On the seventh day after the exodus from Egypt, the Egyptian army pursued the Jews until they reached the Red Sea. G-d performed a great miracle and split the sea sparing them and drowning the Egyptians. The Seventh day of Pesach commemorates this miracle.
A few years ago, Rabbi Yaacov Schnaidman, dean of the Milton Eisner Yeshiva presented the following idea.
Each day of Pesach we recite the Hallel song/prayer that was composed by King David.
The Talmud relates that within the verses of Hallel there is a hint to five major events in the history of the Jews. They are: our exodus from Egypt, the splitting of the Red Sea, our acceptance of the Torah, the coming of Moshiach, and the resurrection of the dead.
In what way is the splitting of the Red Sea equal to the other major events?
When G-d extracted the Jews from Egypt they were considered as a newborn, without knowledge. Seven days later, during the splitting of the Red Sea, they were exposed to a very high degree of prophecy and at that point they attained Daas – knowledge. They were then elevated becoming similar to a Bar or Bas Mitzvah when a boy or girl attain a level of Bar Daas –having knowledge ― and considered an adult.
This level of knowledge that the Jews attained at the Sea was a prerequisite for their acceptance of the Torah. Without the experience of the splitting of the Red Sea they wouldn’t have been able to accept the Torah.
Why? Maimonides states that if man who is obligated to divorce his wife refuses to do so, the Jewish court may force him to divorce her and the divorce is valid. Although a divorce must be given willingly, when the Jewish court forces the husband to fulfill his obligation and divorce her it is considered given from his free will, since deep down, the heart of every Jew really wants to do the will of G-d, but his evil inclination stands in the way. Although he was forced, it was his evil inclination that is being forced not to stop him from doing what is right.
The Talmud tells us that at Mount Sinai – the truth of G-d’s existence was so real that it was as if G-d held a mountain over the Jews and said, “Either you accept the Torah, or you will all be buried here.”
The question raised is how was this a real acceptance? After all, it seems as if they were coerced into accepting the Torah?
This can be explained with Maimonides’ concept that the deep-rooted will of a Jew is to do the right thing even when he appears coerced. When the Jews stood at Mount Sinai, deep down, every Jew wanted to fulfill the will of Hashem, therefore, their acceptance was considered a true acceptance. This deep-rooted knowledge of G-d was acquired previously at the Red Sea. It was there that they attained the Daas – knowledge of G-d and the ability to accept G-d’s Torah ― even when it looked as if they were coerced.
The story of the Red Sea is so important because this experience and the Daas acquired there was a prerequisite for the Jews to accept the Torah.
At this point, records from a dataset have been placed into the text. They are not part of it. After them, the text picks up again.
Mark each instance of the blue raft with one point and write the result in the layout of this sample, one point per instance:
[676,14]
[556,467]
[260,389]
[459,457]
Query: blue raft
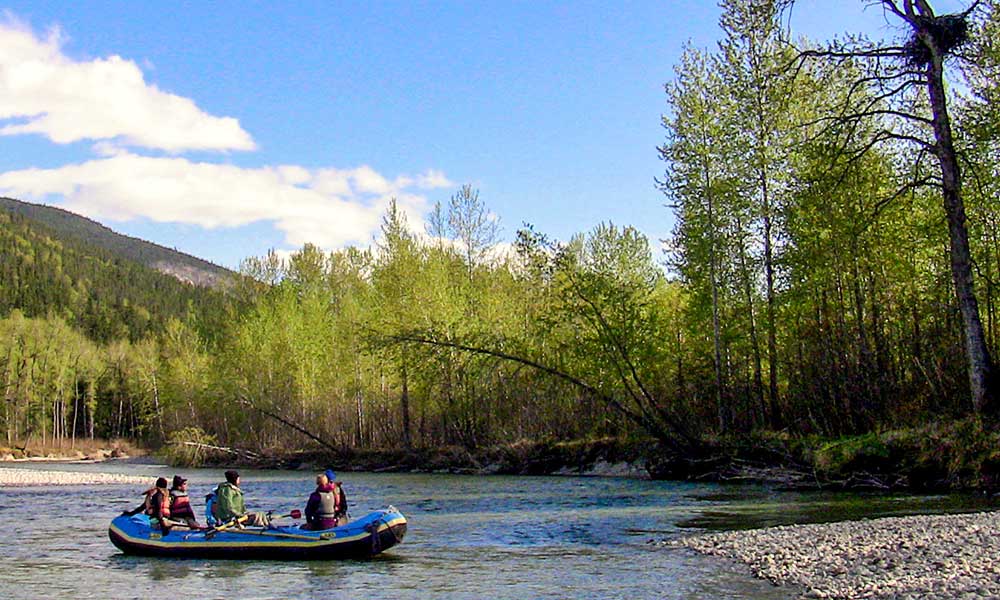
[362,538]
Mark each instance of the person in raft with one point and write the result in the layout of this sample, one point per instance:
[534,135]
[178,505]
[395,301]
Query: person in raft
[229,504]
[181,512]
[152,497]
[341,497]
[321,509]
[157,505]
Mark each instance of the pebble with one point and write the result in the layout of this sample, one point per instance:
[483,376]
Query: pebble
[900,558]
[38,477]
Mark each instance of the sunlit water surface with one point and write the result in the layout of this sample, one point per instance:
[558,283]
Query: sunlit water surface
[469,537]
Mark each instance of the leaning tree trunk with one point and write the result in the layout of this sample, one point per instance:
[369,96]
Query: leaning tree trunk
[979,361]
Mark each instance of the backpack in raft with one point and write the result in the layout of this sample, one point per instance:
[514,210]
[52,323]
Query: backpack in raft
[211,512]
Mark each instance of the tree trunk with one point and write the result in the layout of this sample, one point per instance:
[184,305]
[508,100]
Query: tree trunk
[404,406]
[980,363]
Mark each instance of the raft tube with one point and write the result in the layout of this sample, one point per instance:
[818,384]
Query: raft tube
[362,538]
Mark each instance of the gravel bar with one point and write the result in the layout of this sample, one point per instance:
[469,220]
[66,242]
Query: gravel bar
[36,477]
[938,556]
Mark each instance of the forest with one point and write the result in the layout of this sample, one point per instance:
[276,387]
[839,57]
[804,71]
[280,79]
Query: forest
[834,271]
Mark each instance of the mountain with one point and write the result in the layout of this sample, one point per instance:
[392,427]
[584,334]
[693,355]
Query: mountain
[109,286]
[65,224]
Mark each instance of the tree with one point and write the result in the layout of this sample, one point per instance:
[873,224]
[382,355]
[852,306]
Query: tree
[895,75]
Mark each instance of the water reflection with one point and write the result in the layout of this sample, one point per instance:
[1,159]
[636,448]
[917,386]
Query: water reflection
[469,537]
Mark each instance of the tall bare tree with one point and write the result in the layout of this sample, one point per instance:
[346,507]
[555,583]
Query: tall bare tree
[909,100]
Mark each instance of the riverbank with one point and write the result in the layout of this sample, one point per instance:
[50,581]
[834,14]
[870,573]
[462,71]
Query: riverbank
[38,477]
[917,557]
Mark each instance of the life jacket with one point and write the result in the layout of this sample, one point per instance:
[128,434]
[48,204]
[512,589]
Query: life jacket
[157,508]
[180,504]
[329,502]
[211,512]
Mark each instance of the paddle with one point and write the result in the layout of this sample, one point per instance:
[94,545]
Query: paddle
[237,521]
[295,514]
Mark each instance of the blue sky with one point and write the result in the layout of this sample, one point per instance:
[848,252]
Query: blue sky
[228,128]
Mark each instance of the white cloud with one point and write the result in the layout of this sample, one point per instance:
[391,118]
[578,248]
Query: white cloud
[331,208]
[42,91]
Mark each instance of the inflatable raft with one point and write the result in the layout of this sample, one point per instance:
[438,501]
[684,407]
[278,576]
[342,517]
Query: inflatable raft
[362,538]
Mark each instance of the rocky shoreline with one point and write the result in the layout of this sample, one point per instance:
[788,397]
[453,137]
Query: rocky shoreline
[39,477]
[915,557]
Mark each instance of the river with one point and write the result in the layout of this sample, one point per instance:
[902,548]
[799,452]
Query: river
[469,537]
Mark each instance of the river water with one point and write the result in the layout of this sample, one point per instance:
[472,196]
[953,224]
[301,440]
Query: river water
[469,537]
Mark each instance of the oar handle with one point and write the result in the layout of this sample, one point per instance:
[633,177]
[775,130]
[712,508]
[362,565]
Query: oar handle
[211,533]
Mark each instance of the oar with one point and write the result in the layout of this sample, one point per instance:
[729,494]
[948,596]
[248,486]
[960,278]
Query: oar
[281,534]
[237,521]
[295,514]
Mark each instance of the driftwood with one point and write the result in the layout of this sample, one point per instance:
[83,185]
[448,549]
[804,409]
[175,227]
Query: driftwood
[235,451]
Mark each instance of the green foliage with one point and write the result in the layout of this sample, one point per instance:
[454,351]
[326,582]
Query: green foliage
[189,447]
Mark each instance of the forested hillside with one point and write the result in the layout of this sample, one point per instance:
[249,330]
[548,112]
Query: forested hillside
[812,288]
[81,230]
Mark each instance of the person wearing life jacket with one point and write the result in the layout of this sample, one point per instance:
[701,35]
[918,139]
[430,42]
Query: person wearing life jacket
[157,504]
[321,509]
[341,497]
[229,504]
[181,511]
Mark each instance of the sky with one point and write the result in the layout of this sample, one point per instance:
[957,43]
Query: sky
[225,129]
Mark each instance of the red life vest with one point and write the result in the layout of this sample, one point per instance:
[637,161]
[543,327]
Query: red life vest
[180,504]
[157,507]
[329,502]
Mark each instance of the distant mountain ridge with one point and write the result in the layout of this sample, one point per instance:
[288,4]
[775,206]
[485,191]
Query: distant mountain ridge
[186,268]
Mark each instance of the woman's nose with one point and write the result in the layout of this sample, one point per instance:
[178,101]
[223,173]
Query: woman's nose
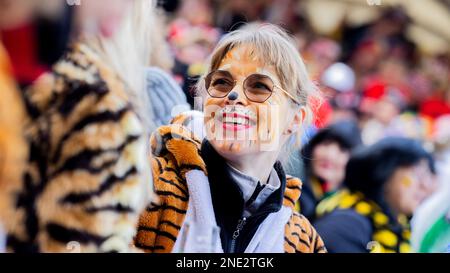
[236,96]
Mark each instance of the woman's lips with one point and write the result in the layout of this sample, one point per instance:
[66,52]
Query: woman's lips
[236,122]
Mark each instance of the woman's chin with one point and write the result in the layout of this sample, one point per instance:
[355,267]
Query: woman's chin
[235,147]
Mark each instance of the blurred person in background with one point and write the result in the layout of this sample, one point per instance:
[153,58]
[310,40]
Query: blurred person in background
[431,222]
[35,34]
[87,176]
[192,37]
[338,84]
[325,157]
[235,196]
[385,183]
[13,153]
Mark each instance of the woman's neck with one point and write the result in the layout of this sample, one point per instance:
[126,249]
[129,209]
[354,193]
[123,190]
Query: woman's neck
[258,166]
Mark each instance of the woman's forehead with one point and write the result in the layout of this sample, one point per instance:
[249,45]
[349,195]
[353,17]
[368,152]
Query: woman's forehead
[243,60]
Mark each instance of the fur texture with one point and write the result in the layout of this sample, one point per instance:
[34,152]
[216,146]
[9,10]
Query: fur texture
[176,151]
[83,188]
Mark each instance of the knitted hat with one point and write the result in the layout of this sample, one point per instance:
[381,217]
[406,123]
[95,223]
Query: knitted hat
[166,96]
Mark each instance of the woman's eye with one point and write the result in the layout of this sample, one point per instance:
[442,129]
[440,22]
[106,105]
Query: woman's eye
[221,82]
[260,85]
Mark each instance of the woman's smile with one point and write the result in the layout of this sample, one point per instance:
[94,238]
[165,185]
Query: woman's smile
[235,118]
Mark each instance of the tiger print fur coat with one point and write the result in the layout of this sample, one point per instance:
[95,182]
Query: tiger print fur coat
[176,151]
[84,184]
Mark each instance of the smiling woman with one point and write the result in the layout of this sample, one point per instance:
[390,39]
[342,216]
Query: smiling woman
[230,193]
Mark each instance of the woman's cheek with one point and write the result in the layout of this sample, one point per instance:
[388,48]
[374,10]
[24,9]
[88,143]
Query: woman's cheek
[269,121]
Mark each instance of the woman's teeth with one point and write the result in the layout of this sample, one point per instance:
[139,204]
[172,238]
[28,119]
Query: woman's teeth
[236,120]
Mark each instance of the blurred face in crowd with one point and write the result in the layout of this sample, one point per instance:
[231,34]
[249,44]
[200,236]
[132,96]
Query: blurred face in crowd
[328,163]
[409,187]
[103,16]
[259,118]
[15,12]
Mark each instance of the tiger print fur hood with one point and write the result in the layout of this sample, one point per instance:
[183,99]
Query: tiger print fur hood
[177,154]
[84,184]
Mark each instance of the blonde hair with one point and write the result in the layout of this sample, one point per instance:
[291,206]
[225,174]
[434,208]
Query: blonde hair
[273,46]
[130,50]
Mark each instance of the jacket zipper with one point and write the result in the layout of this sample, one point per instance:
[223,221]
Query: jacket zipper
[236,233]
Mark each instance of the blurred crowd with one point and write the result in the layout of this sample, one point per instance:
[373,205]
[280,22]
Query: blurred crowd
[374,162]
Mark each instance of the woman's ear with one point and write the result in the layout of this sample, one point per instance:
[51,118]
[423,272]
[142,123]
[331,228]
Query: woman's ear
[297,121]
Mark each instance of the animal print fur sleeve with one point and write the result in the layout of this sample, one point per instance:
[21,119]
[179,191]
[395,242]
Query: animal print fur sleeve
[85,185]
[302,237]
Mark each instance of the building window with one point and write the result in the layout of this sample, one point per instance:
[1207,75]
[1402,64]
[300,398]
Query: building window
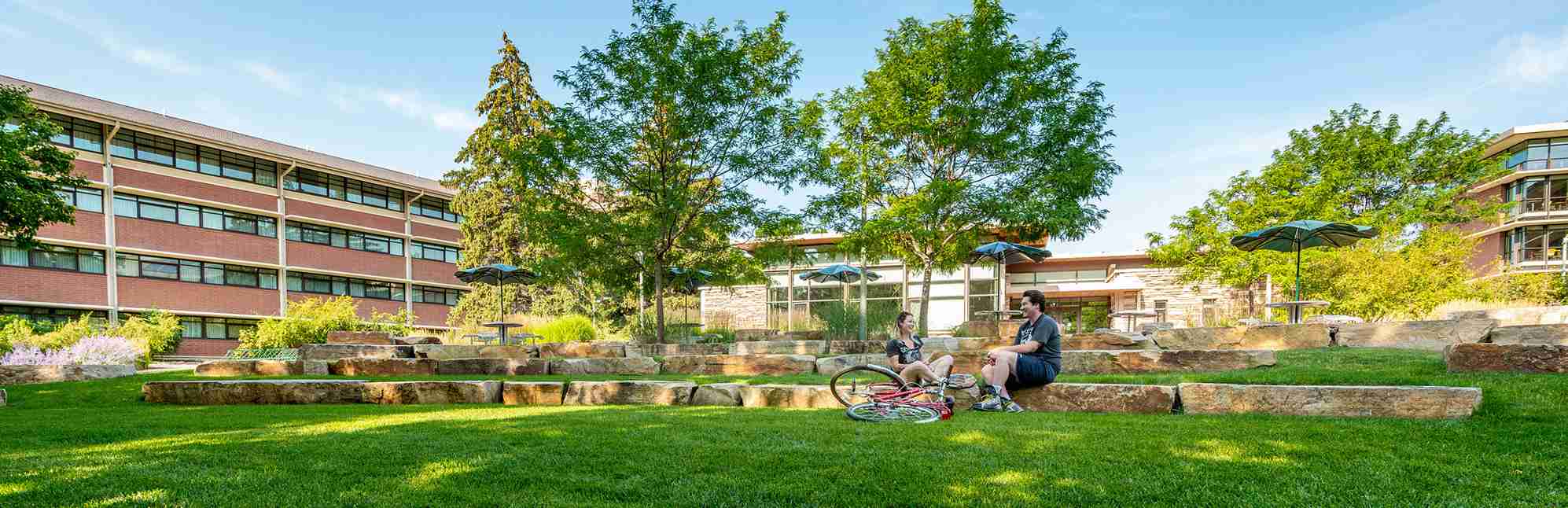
[309,282]
[195,215]
[79,134]
[436,295]
[447,254]
[193,157]
[436,209]
[184,270]
[344,239]
[52,257]
[83,198]
[336,187]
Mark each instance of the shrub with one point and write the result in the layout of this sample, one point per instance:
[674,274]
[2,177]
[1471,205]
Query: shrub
[568,328]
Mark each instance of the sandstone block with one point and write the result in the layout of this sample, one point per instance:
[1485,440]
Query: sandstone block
[628,392]
[55,374]
[383,367]
[787,396]
[255,392]
[1430,336]
[465,350]
[604,366]
[359,337]
[741,364]
[532,392]
[1397,402]
[1542,334]
[433,392]
[719,394]
[1142,399]
[1507,358]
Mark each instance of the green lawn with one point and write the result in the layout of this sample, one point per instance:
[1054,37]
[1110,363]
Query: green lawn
[96,444]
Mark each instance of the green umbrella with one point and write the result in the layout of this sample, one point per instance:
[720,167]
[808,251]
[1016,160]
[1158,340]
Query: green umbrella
[1297,236]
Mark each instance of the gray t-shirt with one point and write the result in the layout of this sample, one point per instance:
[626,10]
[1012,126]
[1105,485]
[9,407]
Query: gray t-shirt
[1045,331]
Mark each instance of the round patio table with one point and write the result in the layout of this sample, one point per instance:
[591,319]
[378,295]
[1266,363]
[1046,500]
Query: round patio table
[1294,307]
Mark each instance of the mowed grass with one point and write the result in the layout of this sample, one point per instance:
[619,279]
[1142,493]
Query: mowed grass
[98,444]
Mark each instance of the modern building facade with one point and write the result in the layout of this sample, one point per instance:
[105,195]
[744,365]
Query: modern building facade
[1082,290]
[1529,234]
[223,228]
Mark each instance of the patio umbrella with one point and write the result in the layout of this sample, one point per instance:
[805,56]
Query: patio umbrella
[1297,236]
[1006,253]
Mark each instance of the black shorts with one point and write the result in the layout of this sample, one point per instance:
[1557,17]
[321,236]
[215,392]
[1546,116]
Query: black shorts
[1031,372]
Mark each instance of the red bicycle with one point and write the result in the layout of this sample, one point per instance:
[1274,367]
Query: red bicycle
[877,394]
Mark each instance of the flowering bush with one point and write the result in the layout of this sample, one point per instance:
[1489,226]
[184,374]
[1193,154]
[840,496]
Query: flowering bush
[98,350]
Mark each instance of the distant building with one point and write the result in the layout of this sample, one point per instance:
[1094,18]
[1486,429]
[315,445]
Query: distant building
[1080,290]
[1529,234]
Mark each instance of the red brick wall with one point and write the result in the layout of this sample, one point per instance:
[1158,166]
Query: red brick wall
[195,296]
[146,234]
[88,170]
[53,285]
[347,217]
[432,314]
[451,234]
[435,271]
[88,228]
[344,259]
[200,190]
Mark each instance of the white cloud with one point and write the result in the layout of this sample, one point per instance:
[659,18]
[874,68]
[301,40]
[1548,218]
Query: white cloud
[1534,60]
[271,77]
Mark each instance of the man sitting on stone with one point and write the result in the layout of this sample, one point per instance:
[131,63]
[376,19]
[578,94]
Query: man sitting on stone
[1034,358]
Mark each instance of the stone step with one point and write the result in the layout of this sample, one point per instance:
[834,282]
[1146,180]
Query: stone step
[1531,358]
[1397,402]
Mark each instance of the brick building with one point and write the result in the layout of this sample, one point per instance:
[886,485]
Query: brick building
[223,228]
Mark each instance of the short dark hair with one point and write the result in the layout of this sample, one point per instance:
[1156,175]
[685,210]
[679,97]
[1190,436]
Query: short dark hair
[1036,296]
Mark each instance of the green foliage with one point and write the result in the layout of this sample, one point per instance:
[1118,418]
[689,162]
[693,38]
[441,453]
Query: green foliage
[1356,167]
[31,170]
[568,328]
[960,132]
[306,322]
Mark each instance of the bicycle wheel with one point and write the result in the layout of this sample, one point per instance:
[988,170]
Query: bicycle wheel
[893,413]
[853,385]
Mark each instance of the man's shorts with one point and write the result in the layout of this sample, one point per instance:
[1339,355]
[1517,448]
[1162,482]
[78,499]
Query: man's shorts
[1031,372]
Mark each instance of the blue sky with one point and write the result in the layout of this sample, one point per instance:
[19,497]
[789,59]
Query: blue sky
[1202,90]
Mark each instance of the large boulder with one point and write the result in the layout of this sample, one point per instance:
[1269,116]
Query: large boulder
[787,396]
[331,352]
[719,394]
[1542,334]
[628,392]
[1107,341]
[359,337]
[1534,358]
[1164,361]
[741,364]
[1430,336]
[465,350]
[1142,399]
[383,367]
[604,366]
[532,392]
[831,364]
[491,366]
[782,347]
[433,392]
[55,374]
[1399,402]
[1244,337]
[255,392]
[582,350]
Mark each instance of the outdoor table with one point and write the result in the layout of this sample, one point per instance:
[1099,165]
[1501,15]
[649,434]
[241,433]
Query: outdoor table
[1132,315]
[1294,307]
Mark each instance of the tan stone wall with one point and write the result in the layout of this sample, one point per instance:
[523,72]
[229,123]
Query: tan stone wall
[745,306]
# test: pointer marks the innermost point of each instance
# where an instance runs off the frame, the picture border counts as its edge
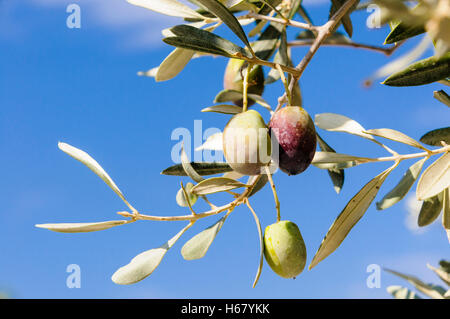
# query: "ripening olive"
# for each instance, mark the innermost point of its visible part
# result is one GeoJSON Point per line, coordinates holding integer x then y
{"type": "Point", "coordinates": [284, 249]}
{"type": "Point", "coordinates": [293, 129]}
{"type": "Point", "coordinates": [233, 79]}
{"type": "Point", "coordinates": [246, 143]}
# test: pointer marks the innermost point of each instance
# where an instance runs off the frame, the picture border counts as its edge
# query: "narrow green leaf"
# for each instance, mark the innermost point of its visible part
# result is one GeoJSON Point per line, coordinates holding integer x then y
{"type": "Point", "coordinates": [403, 187]}
{"type": "Point", "coordinates": [195, 39]}
{"type": "Point", "coordinates": [92, 164]}
{"type": "Point", "coordinates": [435, 178]}
{"type": "Point", "coordinates": [220, 11]}
{"type": "Point", "coordinates": [202, 168]}
{"type": "Point", "coordinates": [168, 7]}
{"type": "Point", "coordinates": [337, 175]}
{"type": "Point", "coordinates": [402, 32]}
{"type": "Point", "coordinates": [349, 217]}
{"type": "Point", "coordinates": [173, 64]}
{"type": "Point", "coordinates": [429, 290]}
{"type": "Point", "coordinates": [399, 292]}
{"type": "Point", "coordinates": [443, 97]}
{"type": "Point", "coordinates": [435, 137]}
{"type": "Point", "coordinates": [422, 72]}
{"type": "Point", "coordinates": [181, 198]}
{"type": "Point", "coordinates": [197, 246]}
{"type": "Point", "coordinates": [190, 171]}
{"type": "Point", "coordinates": [81, 227]}
{"type": "Point", "coordinates": [215, 185]}
{"type": "Point", "coordinates": [395, 136]}
{"type": "Point", "coordinates": [224, 109]}
{"type": "Point", "coordinates": [430, 210]}
{"type": "Point", "coordinates": [145, 263]}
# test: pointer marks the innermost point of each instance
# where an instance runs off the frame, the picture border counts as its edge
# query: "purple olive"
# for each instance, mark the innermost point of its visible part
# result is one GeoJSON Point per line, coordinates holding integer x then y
{"type": "Point", "coordinates": [293, 129]}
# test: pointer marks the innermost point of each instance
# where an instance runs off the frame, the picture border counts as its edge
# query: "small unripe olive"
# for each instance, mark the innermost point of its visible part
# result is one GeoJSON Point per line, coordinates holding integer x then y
{"type": "Point", "coordinates": [284, 249]}
{"type": "Point", "coordinates": [233, 79]}
{"type": "Point", "coordinates": [246, 143]}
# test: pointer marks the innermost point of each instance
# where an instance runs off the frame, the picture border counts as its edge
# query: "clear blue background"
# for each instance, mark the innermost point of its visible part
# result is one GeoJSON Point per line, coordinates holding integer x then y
{"type": "Point", "coordinates": [80, 86]}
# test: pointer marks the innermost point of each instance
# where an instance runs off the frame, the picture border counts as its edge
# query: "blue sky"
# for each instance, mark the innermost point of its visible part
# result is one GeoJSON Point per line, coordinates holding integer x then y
{"type": "Point", "coordinates": [80, 86]}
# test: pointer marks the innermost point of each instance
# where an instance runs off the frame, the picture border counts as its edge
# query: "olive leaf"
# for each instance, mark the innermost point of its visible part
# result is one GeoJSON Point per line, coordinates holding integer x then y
{"type": "Point", "coordinates": [259, 184]}
{"type": "Point", "coordinates": [422, 72]}
{"type": "Point", "coordinates": [402, 32]}
{"type": "Point", "coordinates": [340, 123]}
{"type": "Point", "coordinates": [202, 168]}
{"type": "Point", "coordinates": [188, 37]}
{"type": "Point", "coordinates": [432, 291]}
{"type": "Point", "coordinates": [403, 186]}
{"type": "Point", "coordinates": [349, 216]}
{"type": "Point", "coordinates": [220, 11]}
{"type": "Point", "coordinates": [213, 142]}
{"type": "Point", "coordinates": [224, 109]}
{"type": "Point", "coordinates": [173, 64]}
{"type": "Point", "coordinates": [346, 21]}
{"type": "Point", "coordinates": [197, 246]}
{"type": "Point", "coordinates": [93, 165]}
{"type": "Point", "coordinates": [435, 178]}
{"type": "Point", "coordinates": [81, 227]}
{"type": "Point", "coordinates": [281, 57]}
{"type": "Point", "coordinates": [337, 175]}
{"type": "Point", "coordinates": [145, 263]}
{"type": "Point", "coordinates": [443, 97]}
{"type": "Point", "coordinates": [395, 136]}
{"type": "Point", "coordinates": [399, 292]}
{"type": "Point", "coordinates": [190, 171]}
{"type": "Point", "coordinates": [333, 160]}
{"type": "Point", "coordinates": [168, 7]}
{"type": "Point", "coordinates": [215, 185]}
{"type": "Point", "coordinates": [430, 210]}
{"type": "Point", "coordinates": [435, 137]}
{"type": "Point", "coordinates": [441, 273]}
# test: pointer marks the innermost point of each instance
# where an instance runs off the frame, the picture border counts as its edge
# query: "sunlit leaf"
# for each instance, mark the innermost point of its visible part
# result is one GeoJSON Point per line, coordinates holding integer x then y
{"type": "Point", "coordinates": [87, 160]}
{"type": "Point", "coordinates": [202, 168]}
{"type": "Point", "coordinates": [422, 72]}
{"type": "Point", "coordinates": [224, 109]}
{"type": "Point", "coordinates": [220, 11]}
{"type": "Point", "coordinates": [430, 210]}
{"type": "Point", "coordinates": [395, 136]}
{"type": "Point", "coordinates": [435, 178]}
{"type": "Point", "coordinates": [399, 292]}
{"type": "Point", "coordinates": [145, 263]}
{"type": "Point", "coordinates": [168, 7]}
{"type": "Point", "coordinates": [81, 227]}
{"type": "Point", "coordinates": [435, 137]}
{"type": "Point", "coordinates": [195, 39]}
{"type": "Point", "coordinates": [432, 291]}
{"type": "Point", "coordinates": [443, 97]}
{"type": "Point", "coordinates": [337, 175]}
{"type": "Point", "coordinates": [340, 123]}
{"type": "Point", "coordinates": [349, 216]}
{"type": "Point", "coordinates": [213, 142]}
{"type": "Point", "coordinates": [173, 64]}
{"type": "Point", "coordinates": [197, 246]}
{"type": "Point", "coordinates": [403, 187]}
{"type": "Point", "coordinates": [215, 185]}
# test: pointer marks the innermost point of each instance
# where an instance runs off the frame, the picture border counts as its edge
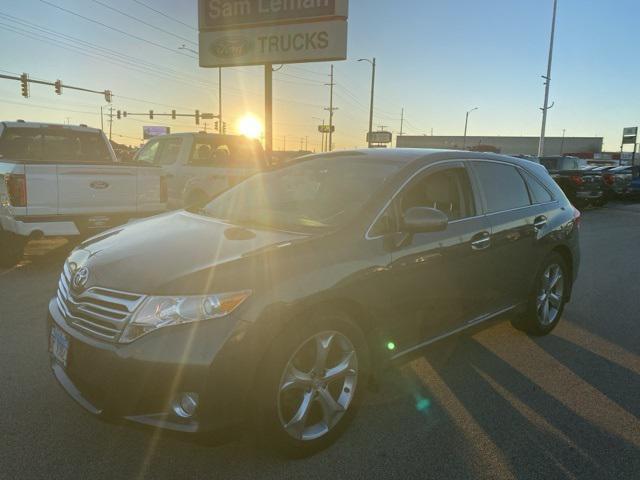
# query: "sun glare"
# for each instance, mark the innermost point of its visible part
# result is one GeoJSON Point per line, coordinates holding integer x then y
{"type": "Point", "coordinates": [250, 126]}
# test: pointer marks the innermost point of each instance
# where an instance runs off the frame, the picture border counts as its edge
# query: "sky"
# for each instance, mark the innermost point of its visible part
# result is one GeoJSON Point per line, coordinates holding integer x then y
{"type": "Point", "coordinates": [436, 59]}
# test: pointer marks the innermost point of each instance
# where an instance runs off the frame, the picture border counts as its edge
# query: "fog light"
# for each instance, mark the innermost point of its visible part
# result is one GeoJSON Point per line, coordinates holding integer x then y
{"type": "Point", "coordinates": [186, 405]}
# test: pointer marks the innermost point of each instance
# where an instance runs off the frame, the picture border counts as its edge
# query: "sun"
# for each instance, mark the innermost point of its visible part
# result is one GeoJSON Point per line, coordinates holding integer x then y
{"type": "Point", "coordinates": [250, 126]}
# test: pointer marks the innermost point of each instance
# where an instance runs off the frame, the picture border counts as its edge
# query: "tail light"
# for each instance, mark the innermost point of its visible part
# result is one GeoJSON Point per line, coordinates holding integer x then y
{"type": "Point", "coordinates": [577, 217]}
{"type": "Point", "coordinates": [164, 190]}
{"type": "Point", "coordinates": [608, 179]}
{"type": "Point", "coordinates": [577, 179]}
{"type": "Point", "coordinates": [17, 190]}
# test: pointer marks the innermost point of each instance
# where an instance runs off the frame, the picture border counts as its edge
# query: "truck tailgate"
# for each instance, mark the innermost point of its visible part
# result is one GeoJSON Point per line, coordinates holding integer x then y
{"type": "Point", "coordinates": [91, 189]}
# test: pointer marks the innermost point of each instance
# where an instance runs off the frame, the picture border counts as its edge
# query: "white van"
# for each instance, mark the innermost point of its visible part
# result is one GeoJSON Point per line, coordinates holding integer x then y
{"type": "Point", "coordinates": [198, 166]}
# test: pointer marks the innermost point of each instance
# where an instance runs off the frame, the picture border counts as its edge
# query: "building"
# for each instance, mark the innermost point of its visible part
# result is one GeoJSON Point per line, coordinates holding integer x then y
{"type": "Point", "coordinates": [506, 145]}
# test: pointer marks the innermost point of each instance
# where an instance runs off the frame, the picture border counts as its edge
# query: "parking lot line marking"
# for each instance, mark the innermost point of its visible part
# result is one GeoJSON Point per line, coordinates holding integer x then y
{"type": "Point", "coordinates": [557, 380]}
{"type": "Point", "coordinates": [490, 455]}
{"type": "Point", "coordinates": [598, 345]}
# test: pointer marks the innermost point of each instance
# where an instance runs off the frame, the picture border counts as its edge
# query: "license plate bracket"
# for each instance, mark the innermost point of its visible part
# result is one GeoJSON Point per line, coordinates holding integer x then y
{"type": "Point", "coordinates": [59, 345]}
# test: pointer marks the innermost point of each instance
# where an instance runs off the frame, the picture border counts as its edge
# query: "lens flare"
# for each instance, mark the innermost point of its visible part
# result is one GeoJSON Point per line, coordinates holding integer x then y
{"type": "Point", "coordinates": [250, 126]}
The Talmud tells us that even a maidservant passing through the Red Sea saw more of a prophetic vision than the prophet Yechezkel.
Yechezkel is specifically highlighted because Yechezkel prophesied about the third and everlasting Temple which will be built in the future, at a time of great knowledge of G-d in the world.
Moshe led the Jews in song after the miracle at sea. This song speaks of G-d’s Temple and dwelling place. Rashi teaches us that it alludes to, and is a reference to the third Temple. The level of understanding the Jews received at the Sea was equal to that which Yechezkel prophesized. They expressed this in the song and concluded with “Hashem Yimloch L’Olam Vaed – G-d will be King for ever and ever.”
This firm knowledge of G-d is imbedded and is carried within each and every single Jew and can be stirred and accessed – at one’s liberty – through the study of Torah and observance of the Mitzvos!
A final thought: King David composed another Hallel called Hallel Hagodol (Psalm 131). We recite this each Shabbos and Holiday morning and at the Seder as well. Within its 26 stanzas that end with “His kindness endures forever and ever,” it states, “Who divided the Red Sea into parts.” Our Sages teach us that there were 12 separate pathways during the splitting of the sea, one for each of the tribes! King David further states, “You Shattered the Sea with Your Might” The Sfas Emes explains that not only was each tribe worthy of the miracle of the splitting of the sea, King David adds that there was a shattering – which means each and every person of Klal Yisroel was worthy of having the sea split for them! Rabbi Avrohom Schorr explains further that this means that when we are faced with spiritual challenges – as represented by fierce waters wanting to consume – we should bear in mind that G-d gives each of us our unique ability to overcome them and He will split and smash these damaging waters so that we can understand and appreciate G-d, His existence, goodness and kindness!